Various perspectives
This study caused a discussion in the AI community. Some experts to argue that these findings can be misinterpreted. They suggest that although LLM and LRM may not reason like people, they still show effective problem solving within certain limits of complexity. They emphasize that “reasoning” in artificial intelligence does not have to reflect human knowledge to be valuable. Similarly, discussions On platforms such as Hacker News, they praise the rigorous approach of the study, but emphasize the need for further research to improve AI reasoning. These perspectives emphasize a continuous debate on what is reasoning in artificial intelligence and how we should assess it.
Implications and future directions
The test results have significant implications for AI development. While LRMs represent progress in imitating human reasoning, their restrictions in solving complex problems and scaling of reasoning efforts suggest that the current models are far from achieving generalization. This emphasizes the need for new assessment methods that focus on the quality and possibilities of adjusting the reasoning processes, and not only on the accuracy of the final answers.

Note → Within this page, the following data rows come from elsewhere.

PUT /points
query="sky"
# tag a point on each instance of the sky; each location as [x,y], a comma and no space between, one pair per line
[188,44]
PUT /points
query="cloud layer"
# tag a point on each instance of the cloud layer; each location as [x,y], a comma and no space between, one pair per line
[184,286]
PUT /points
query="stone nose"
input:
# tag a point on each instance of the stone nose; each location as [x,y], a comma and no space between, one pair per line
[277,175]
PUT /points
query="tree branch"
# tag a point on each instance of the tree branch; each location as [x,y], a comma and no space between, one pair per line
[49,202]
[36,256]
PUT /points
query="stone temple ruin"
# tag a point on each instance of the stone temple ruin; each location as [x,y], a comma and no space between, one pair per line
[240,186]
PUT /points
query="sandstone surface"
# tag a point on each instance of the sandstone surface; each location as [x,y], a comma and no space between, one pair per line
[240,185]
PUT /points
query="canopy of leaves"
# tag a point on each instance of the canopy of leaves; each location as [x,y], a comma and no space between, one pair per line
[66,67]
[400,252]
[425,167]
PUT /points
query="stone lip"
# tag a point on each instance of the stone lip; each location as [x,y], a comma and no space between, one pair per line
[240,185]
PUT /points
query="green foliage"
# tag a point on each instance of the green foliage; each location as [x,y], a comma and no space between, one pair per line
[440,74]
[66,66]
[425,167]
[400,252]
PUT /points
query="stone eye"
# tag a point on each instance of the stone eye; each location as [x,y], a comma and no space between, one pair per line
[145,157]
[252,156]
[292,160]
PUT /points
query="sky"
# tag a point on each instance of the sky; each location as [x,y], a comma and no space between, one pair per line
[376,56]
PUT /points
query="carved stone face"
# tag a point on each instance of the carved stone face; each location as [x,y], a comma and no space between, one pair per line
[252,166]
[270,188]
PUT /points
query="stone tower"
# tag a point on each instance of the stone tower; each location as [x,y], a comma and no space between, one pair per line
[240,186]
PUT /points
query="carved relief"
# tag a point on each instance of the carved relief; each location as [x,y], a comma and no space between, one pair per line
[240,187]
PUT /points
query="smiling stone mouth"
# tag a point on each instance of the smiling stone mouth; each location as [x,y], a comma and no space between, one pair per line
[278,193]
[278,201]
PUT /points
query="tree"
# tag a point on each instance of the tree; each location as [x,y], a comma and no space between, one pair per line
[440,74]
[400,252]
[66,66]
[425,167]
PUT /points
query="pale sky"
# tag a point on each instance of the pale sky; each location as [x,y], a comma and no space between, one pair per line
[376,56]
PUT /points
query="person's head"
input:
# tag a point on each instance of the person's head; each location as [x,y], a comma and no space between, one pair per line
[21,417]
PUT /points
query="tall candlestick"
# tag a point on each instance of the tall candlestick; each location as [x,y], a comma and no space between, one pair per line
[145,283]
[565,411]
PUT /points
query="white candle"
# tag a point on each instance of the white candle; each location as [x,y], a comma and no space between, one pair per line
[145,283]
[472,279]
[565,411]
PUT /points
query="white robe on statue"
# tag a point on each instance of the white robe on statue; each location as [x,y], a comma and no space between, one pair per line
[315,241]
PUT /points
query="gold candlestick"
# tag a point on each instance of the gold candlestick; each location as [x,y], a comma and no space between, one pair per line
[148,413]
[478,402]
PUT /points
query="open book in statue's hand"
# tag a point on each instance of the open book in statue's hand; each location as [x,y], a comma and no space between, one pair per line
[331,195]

Future research should be aimed at increasing the ability of models to thoroughly take logical steps and adapt their reasoning based on the complexity of the problem. Developing reference points that reflect real reasoning tasks, such as medical diagnosis or legal argumentation, can provide more significant insight into AI's ability. In addition, dealing with excessive reactions of models in the field of recognizing patterns and improving their ability to generalize logical rules will be crucial for the development of AI reasoning.
Lower line
The study ensures a critical analysis of the possibility of reasoning LLM and LRM. It shows that although these models excessively analyze simple puzzles, they fight more complex, revealing both their strong and restrictions. Although they work well in some situations, their inability to solve very complex problems emphasizes the gap between simulated reasoning and true understanding. The study emphasizes the need to develop an AI system, which can adapt adaptation at different levels of complexity, enabling problems with various complexity, just like people.